Google Sheets Walkthrough
  • 2 Minutes to read
  • Dark
    Light
  • PDF

Google Sheets Walkthrough

  • Dark
    Light
  • PDF

Article summary

A Guide for getting data from Google Sheets to Rivery.

Prerequisites

A Google Sheets connection.

How to pull data from Google Sheets using Rivery

First, select 'Create New River' from the top right of the Rivery screen.

Choose 'Data Source to Target' as your river type.

In the 'General Info' tab, name your river, describe it, and choose a group.
Next, navigate to the 'Source' tab.

Find Google Sheets in the list of data sources and select it. (under Organization)

 

Under Source Connection, select the connection you created, or create a new one.

Now, please input the GUID of the single file you'd like to retrieve data from (compatible with shared files).

Note: 

This ID is the value between the "/d/" and the "/edit" in the URL of your spreadsheet. For example, consider the following URL that references a Google Sheets spreadsheet: docs.google.com/spreadsheets/d/1qpyC0XzvTcKT6EISywvqESX3A0MwQoFDE8p-Bll4hps/edit#gid=0 The ID of this spreadsheet is 1qpyC0XzvTcKT6EISywvqESX3A0MwQoFDE8p-Bll4hps

There are two ways to extract data:

  • All
  • Incremental load by file modified timestamp

If you choose All enter the following parameters:

  • Type in a null representative word (e.g., null).
  • Skip to step 1.

If you choose Incremental enter the following parameters:

  • Choose a Date Range and Time period.

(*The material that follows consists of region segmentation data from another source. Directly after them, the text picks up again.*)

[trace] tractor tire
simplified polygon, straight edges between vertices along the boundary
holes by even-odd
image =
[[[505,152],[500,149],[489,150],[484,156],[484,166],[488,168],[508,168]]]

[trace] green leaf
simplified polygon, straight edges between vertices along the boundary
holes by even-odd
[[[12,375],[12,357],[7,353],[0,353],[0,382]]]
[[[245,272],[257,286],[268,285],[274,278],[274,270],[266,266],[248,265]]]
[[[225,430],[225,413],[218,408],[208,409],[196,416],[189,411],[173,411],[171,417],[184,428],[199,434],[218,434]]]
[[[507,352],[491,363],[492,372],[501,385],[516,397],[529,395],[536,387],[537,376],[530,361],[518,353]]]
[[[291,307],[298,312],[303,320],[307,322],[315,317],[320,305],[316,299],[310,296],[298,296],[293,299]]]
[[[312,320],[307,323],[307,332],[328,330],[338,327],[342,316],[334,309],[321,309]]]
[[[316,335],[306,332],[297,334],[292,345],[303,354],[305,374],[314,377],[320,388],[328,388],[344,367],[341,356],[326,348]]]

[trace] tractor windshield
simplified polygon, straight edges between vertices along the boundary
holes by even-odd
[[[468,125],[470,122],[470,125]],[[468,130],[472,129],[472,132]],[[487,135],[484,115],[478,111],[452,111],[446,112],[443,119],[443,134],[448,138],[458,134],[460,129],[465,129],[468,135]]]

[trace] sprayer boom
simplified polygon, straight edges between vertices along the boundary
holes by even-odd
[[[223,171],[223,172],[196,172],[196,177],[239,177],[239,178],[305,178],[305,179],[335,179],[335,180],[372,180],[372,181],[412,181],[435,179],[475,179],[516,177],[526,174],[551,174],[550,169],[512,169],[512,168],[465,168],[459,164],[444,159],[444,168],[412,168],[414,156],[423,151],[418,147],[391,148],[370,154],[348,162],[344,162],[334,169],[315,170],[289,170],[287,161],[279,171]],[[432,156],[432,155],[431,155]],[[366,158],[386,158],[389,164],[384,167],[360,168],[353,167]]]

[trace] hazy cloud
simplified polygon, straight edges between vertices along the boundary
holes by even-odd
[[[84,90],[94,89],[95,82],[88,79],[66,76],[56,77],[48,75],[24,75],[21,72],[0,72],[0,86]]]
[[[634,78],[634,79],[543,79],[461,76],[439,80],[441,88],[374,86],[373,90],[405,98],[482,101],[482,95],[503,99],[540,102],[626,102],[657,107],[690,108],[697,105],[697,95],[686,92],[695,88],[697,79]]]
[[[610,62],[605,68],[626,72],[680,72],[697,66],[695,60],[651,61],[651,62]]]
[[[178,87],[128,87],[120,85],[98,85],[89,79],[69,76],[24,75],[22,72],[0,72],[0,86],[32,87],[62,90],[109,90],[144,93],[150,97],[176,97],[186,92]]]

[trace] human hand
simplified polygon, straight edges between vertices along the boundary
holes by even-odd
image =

Here's an example:


Note:
  • Start Date is mandatory.
  • Data can be retrieved for the date range specified between the start and end dates.
  • If you leave the end date blank, the data will be pulled at the current time of the river's run.
  • Dates timezone: UTC time.
  • The Start Date won't be advanced if a River run is unsuccessful.

    If you don't want this default setting, click More Options and check the box to advance the start date even if the River run is unsuccessful (Not recommended).

  1. Select merged headers if they exist.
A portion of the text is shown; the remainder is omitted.